6

Profiling of my application reveals that it is spending nearly 5% of CPU time in string allocation. In many, many places I am making C++ std::string objects from a 64MB char buffer. The thing is, the buffer never changes during the running of the program. My analysis of std::string(const char *buf,size_t buflen) calls is that that the string is being copied because the buffer might change after the string is made. That isn't the problem here. Is there a way around this problem?

EDIT: I am working with binary data, so I can't just pass around char *s. Besides, then I would have a substantial overhead from always scanning for the NULL, which the std::string avoids.

vy32
  • 28,461
  • 37
  • 122
  • 246
  • 1
    Do you have a single non-mutable buffer? Can you use a singleton for the std::string object? – Chad Oct 09 '12 at 15:32

5 Answers5

8

If the string isn't going to change and if its lifetime is guaranteed to be longer than you are going to use the string, then don't use std::string.

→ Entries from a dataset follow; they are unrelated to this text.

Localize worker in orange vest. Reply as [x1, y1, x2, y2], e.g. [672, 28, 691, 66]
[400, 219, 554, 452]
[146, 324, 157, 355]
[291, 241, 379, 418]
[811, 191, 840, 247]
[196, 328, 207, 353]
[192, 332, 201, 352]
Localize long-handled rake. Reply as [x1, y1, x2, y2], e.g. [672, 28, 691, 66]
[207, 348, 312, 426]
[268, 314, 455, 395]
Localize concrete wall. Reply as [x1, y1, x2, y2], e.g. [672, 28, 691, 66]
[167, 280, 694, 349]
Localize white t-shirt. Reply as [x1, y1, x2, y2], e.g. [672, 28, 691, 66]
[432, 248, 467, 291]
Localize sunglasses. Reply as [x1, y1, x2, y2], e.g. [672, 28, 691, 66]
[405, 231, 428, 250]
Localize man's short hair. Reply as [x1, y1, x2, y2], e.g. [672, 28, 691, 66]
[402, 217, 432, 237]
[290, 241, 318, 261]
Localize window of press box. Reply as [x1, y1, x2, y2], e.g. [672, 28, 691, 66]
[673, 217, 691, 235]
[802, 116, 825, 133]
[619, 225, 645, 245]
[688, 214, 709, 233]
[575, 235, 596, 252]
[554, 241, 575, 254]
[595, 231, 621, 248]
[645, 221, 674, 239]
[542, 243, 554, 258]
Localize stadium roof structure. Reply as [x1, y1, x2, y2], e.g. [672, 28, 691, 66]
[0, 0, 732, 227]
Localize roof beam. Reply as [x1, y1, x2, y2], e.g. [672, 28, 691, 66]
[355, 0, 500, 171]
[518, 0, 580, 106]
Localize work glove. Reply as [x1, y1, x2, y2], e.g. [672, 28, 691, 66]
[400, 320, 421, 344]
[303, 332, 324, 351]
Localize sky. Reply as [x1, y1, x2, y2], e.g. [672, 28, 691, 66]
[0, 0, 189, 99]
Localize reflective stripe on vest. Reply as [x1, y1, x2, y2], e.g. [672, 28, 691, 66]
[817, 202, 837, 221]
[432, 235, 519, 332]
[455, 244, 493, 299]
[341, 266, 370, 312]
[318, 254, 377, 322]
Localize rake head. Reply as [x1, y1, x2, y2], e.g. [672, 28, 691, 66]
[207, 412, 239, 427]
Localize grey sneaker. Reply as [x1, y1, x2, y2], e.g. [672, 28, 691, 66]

Instead, consider a simple C string wrapper, like the proposed string_ref<T>.

James McNellis
  • 348,265
  • 75
  • 913
  • 977
  • I am using strings that contain NULLs, so I can't do this. – vy32 Oct 08 '12 at 19:17
  • 2
    @vy32: A `string_ref` can handle a string containing null characters (it has a constructor that takes a pointer to the initial element and the length). I don't know whether the LLVM or Chromium implementations linked from that proposal include that member (I have not looked at their source), but if not it would be trivial to add such a member. – James McNellis Oct 08 '12 at 19:21
  • OP can also use `boost::range` for this. – Mooing Duck Oct 08 '12 at 19:37
  • The in-place `substr` on `string_ref` requires that the length be stored explicitly, not inferred by searching for a terminator. – Ben Voigt Oct 08 '12 at 20:49
5

Binary data? Stop using std::string and use std::vector<char>. But that won't fix your issue of it being copied. From your description, if this huge 64MB buffer will never change, you truly shouldn't be using std::string or std::vector<char>, either one isn't a good idea. You really ought to be passing around a const char* pointer (const uint8_t* would be more descriptive of binary data but under the covers it's the same thing, neglecting sign issues). Pass around both the pointer and a size_t length of it, or pass the pointer with another 'end' pointer. If you don't like passing around separate discrete variables (a pointer and the buffer’s length), make a struct to describe the buffer & have everyone use those instead:

struct binbuf_desc {
    uint8_t* addr;
    size_t len;
    binbuf_desc(addr,len) : addr(addr), len(len) {}
}

You can always refer to your 64MB buffer (or any other buffer of any size) by using binbuf_desc objects. Note that binbuf_desc objects don’t own the buffer (or a copy of it), they’re just a descriptor of it, so you can just pass those around everywhere without having to worry about binbuf_desc’s making unnecessary copies of the buffer.

phonetagger
  • 7,701
  • 3
  • 31
  • 55
  • Well, I understand why you think we should use std::vector, however there are a lot of string built-ins that are useful from time to time. We do have a zero-copy class that does things properly, but we have been trying to avoid putting all of the string methods into it. – vy32 Oct 09 '12 at 15:32
  • 1
    What string built-ins do you find useful? – phonetagger Oct 09 '12 at 15:33
  • So this is what I ended up doing and it worked quite well! – vy32 Oct 08 '18 at 01:46
3

There is no portable solution. If you tell us what toolchain you're using, someone might know a trick specific to your library implementation. But for the most part, the std::string destructor (and assignment operator) is going to free the string content, and you can't free a string literal. (It's not impossible to have exceptions to this, and in fact the small string optimization is a common case that skips deallocation, but these are implementation details.)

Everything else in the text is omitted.